Опубликовано в журнале Нева, номер 9, 2006
Градус кипения — сто
Татьяна Москвина. Люблю и ненавижу. СПб.: Амфора, 2005.
Она и впрямь устроена так: или любит кого-то (что-то) от всей своей бурной неистовой души, горячо и страстно, или ненавидит. Середины — гладенького, причесанного, никому не обидного, — знать принципиально не хочет. Такая вот боярыня Морозова в современном театро- и киноведении, а также в публицистике, каковой тоже иногда балуется. Право, жаль, что именно иногда: очень это у нее получается остро, точно и заразительно. А если и неточно — не святая же она, в самом деле, питерская журналистка Татьяна Москвина, вполне может и ошибиться, с ее-то могучим, удержу не знающим темпераментом, — так это не беда, а, можно сказать, благо. Улетучилась из современной публицистики почти начисто некогда так красившая ее неистовость, ее суть и душа; а бесстрастная публицистика — это что-то чужое, не российское, вымученное и едва ли кому-нибудь нужное (и уж точно неинтересное).
Очень она мне нравится, неистовая и горячая Т. Москвина.
Потому что, будь ты хоть критиком, хоть рядовым гуманитарием, хоть истым технарем, каковому дело только и исключительно до розеток и штангенциркулей, а друг и товарищ по мироощущению, по отношению к тому, чем кормят нас всех с телеэкрана — нужен позарез. Не поводырь, подчеркну, а друг. Который от поводыря отличается тем, что своего мнения никому не навязывает, в единственно правильном направлении не тянет и вообще не воспитывает (знаете, как это в велеречивых трудах бывает — “они хочут свою образованность показать и всегда говорят о непонятном”), а советует поднапрячься и призадуматься.
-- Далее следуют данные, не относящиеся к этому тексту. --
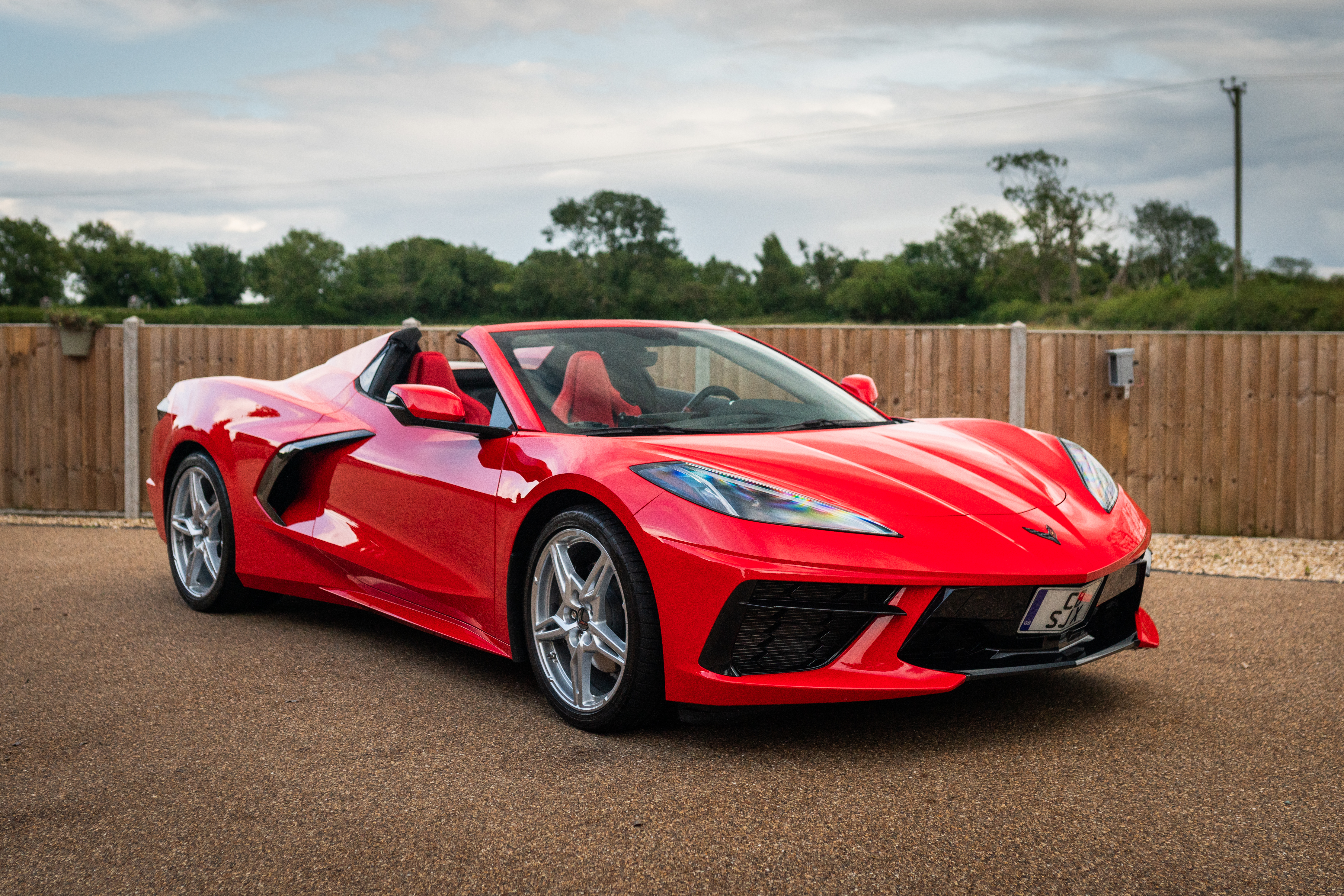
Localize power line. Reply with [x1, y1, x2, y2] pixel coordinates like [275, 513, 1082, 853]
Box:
[10, 71, 1344, 199]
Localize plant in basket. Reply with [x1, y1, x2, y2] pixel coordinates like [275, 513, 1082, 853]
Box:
[46, 308, 102, 357]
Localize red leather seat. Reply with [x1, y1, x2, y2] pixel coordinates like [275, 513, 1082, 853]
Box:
[551, 352, 641, 426]
[406, 352, 491, 426]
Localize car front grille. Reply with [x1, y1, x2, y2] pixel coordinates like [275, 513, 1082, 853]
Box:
[896, 563, 1144, 674]
[700, 582, 902, 676]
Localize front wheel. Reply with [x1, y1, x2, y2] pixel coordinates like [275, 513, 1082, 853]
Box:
[167, 451, 251, 613]
[525, 506, 664, 731]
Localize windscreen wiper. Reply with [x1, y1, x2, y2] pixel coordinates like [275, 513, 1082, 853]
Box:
[770, 418, 896, 433]
[583, 423, 699, 435]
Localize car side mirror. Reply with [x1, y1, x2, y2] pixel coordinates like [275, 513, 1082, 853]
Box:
[391, 383, 466, 423]
[840, 373, 878, 404]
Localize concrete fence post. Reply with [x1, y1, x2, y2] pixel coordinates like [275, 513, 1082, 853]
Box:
[1008, 321, 1027, 426]
[121, 314, 144, 520]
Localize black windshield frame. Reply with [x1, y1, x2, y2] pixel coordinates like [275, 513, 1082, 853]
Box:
[489, 324, 895, 435]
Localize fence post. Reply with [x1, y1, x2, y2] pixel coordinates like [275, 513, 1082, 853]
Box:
[121, 321, 144, 520]
[1000, 321, 1027, 426]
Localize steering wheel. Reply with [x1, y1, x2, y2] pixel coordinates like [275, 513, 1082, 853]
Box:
[681, 386, 740, 412]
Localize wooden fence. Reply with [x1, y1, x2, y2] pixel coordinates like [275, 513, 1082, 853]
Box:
[0, 324, 1344, 539]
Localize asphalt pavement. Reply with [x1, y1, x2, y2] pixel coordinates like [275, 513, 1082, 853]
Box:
[0, 525, 1344, 895]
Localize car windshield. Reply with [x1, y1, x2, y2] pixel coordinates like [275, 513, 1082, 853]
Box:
[492, 326, 891, 435]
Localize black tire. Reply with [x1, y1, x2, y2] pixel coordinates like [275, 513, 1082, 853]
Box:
[523, 505, 665, 732]
[164, 451, 258, 613]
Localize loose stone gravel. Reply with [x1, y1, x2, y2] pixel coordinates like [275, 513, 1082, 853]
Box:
[0, 513, 155, 529]
[1152, 535, 1344, 582]
[0, 525, 1344, 896]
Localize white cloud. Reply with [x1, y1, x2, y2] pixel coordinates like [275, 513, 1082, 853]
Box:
[0, 0, 224, 38]
[0, 0, 1344, 265]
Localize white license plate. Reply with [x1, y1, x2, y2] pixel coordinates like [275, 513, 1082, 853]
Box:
[1017, 579, 1102, 634]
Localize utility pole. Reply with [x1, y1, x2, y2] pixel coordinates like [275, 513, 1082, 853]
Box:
[1218, 75, 1246, 302]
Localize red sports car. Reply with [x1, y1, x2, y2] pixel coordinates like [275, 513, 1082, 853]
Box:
[149, 321, 1157, 731]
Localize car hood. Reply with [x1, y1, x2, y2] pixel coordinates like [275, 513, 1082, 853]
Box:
[640, 420, 1067, 519]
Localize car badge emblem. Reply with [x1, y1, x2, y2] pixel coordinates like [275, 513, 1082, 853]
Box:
[1021, 525, 1059, 544]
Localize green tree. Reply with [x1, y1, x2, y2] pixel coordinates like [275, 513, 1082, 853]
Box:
[0, 218, 70, 306]
[1269, 255, 1316, 279]
[542, 189, 681, 258]
[508, 248, 598, 320]
[986, 149, 1069, 305]
[66, 220, 182, 308]
[828, 255, 927, 321]
[523, 189, 704, 317]
[343, 236, 513, 321]
[1056, 187, 1116, 302]
[191, 243, 247, 305]
[755, 234, 815, 314]
[902, 206, 1020, 320]
[1129, 199, 1230, 286]
[247, 230, 345, 320]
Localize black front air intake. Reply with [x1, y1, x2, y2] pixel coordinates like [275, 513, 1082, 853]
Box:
[896, 563, 1144, 676]
[700, 582, 905, 676]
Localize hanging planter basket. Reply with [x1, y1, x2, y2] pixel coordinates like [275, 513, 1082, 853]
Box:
[47, 309, 102, 357]
[61, 328, 93, 357]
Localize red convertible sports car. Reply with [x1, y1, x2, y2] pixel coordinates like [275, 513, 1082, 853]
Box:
[149, 321, 1157, 731]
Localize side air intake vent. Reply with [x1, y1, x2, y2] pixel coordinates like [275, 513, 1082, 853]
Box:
[700, 582, 905, 676]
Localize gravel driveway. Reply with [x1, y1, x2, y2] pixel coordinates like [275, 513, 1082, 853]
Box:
[0, 525, 1344, 895]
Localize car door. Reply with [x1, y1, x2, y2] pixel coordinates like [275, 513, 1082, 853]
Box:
[313, 392, 508, 634]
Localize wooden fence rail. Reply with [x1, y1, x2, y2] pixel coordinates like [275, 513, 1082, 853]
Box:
[0, 324, 1344, 539]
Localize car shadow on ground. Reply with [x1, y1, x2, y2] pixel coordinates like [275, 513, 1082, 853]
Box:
[246, 596, 1153, 756]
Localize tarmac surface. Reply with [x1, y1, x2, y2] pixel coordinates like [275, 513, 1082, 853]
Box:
[0, 525, 1344, 895]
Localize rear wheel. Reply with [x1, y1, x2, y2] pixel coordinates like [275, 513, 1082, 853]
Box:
[167, 451, 251, 613]
[525, 506, 664, 731]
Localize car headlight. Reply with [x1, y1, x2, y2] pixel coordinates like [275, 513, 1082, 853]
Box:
[1059, 439, 1120, 513]
[630, 461, 903, 539]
Она не написала, например, о популярном фильме В. Бортко “Идиот” какую-нибудь типовую театроведческую статью, с неизменным перечнем удач и промахов и наукообразной штучкой в финале. Фильм-то спорный и сложный, что само по себе естественно, но главная заковыка даже не в этом, а вот в чем: во времени его рождения. Это не 50-е годы ушедшего века, когда князя Мышкина играли И. Смоктуновский в театре, и Ю. Яковлев в кино. Это начало века XXI, когда во весь свой нешуточный рост поднялся его величество мещанин и потребовал искусство к себе на стол.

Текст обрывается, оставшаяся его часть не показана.